I'm new to fishing in general. Only been fishing for about 2 months.

Any tips or tricks for more successful bass catching in the Blackwater River, and Escambia river Deltas, would be appreciated.

I'm currently using Black back Chartreuse and Sexy Shad 1.5 crankbait from both boat and bank.


----------



## bowhunter627 (Oct 17, 2012)

Try using spinner baits, chatter baits, and top waters have always been the best for bass catching for me. i hope this helps you out!


----------



## DAWGONIT (Jan 16, 2009)

Welcome to the forum.
+1 on what bowhunter described; trying to 'match the hatch.'
catch 'em up.


----------



## MacTheFuzz (Jul 13, 2009)

I don't fish any of those without Bandit Mistake, Chartreuse/black, or Salad Bar models - 100 or 200 series. For plastics, Zoom U-vibe Speed Craw, Zoom U-vibe worm in Blackberry, Candy-bug, watermelon-red, and June-bug. I generally fish those Texas Rig style.


----------



## gulf coast rodworks (Apr 3, 2012)

Zoom 4.5 inch wackey worm pumpkin seed color. ... everywhere.


----------



## Charlie2 (Oct 2, 2007)

*Blackwater and Escambia Fishing*

Fly rod with popping bug. 

I always had success with a Original Rapala topwater plug.

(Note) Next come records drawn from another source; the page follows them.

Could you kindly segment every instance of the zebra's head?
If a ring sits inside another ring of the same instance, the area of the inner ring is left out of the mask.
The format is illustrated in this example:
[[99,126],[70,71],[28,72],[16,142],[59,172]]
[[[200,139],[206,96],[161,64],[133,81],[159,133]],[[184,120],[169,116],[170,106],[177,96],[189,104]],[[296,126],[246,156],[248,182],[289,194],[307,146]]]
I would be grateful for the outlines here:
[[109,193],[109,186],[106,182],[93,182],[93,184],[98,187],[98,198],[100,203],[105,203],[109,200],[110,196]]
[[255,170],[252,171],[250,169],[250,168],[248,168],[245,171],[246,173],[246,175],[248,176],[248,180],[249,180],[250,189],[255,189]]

C2


----------



## auguy7777 (Feb 23, 2009)

Nothing beats a weightless Zoom fluke...doesn't really matter the color. You'll get bass, reds, and trout with em


----------



## jcoss15 (Oct 11, 2010)

Bandit 200 series cranks, zoom flukes in white or pearl, rapala husky jerks/xraps silver black back. Any creature bait in watermelon red is deadly, I like baby brush hogs.


----------